Is there a way to speed this up by not even looking at the files? I would prefer to stick with pure Java if we can. When browsing this huge directory through Windows Explorer, it does not feel slow at all. My code is below.
public static Map<String, String> findFolderPaths(File parentFolder) throws IOException {
Map<String, String> parentFolderMap = new HashMap<String, String>();
Files.walkFileTree(parentFolder.toPath(), new FolderMappingFileVisitor(parentFolderMap));
return parentFolderMap;
}
static class FolderMappingFileVisitor extends SimpleFileVisitor<Path> {
private Map<String, String> mapping;
FolderMappingFileVisitor(Map<String, String> map) {
this.mapping = map;
}
@Override
public FileVisitResult preVisitDirectory(Path dir,
BasicFileAttributes attrs) throws IOException {
File directory = dir.toFile();
mapping.put(directory.getName(), directory.getParent());
return FileVisitResult.CONTINUE;
}
}
Edit:
An important piece of the puzzle that I did not mention is that we are running the app in webstart. The times I reported were from production, not development. Running from Eclipse, the times are more what I would expect for the FileWalker.
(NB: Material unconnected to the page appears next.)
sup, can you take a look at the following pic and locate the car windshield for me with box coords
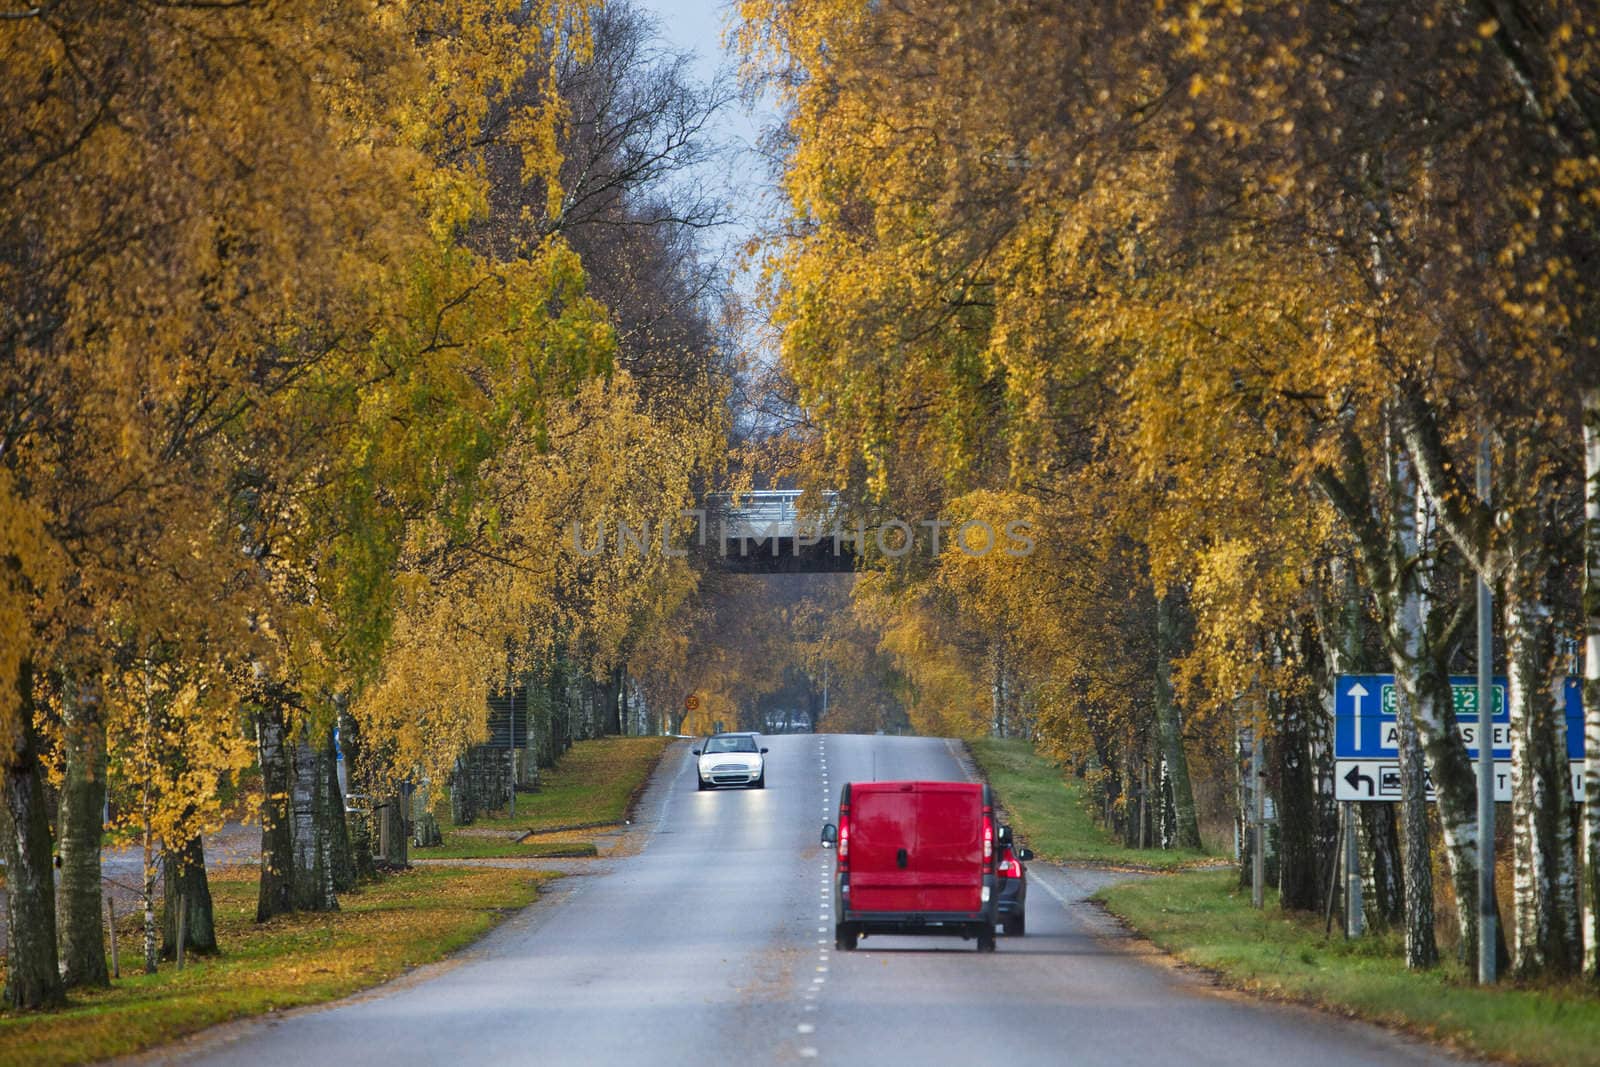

The file walker appears to be working much faster than File.listFiles(). The problem appears to be Java Webstart. When I run the app in production under Java Webstart, it takes around 30 minutes. When I run the app from Eclipse, it takes a couple of minutes. Java Webstart is just killing us performance-wise.
This app is a very data/io intensive app, and I have noticed other issues in the past with this app when running under Webstart. The solution is to migrate away from Java Webstart.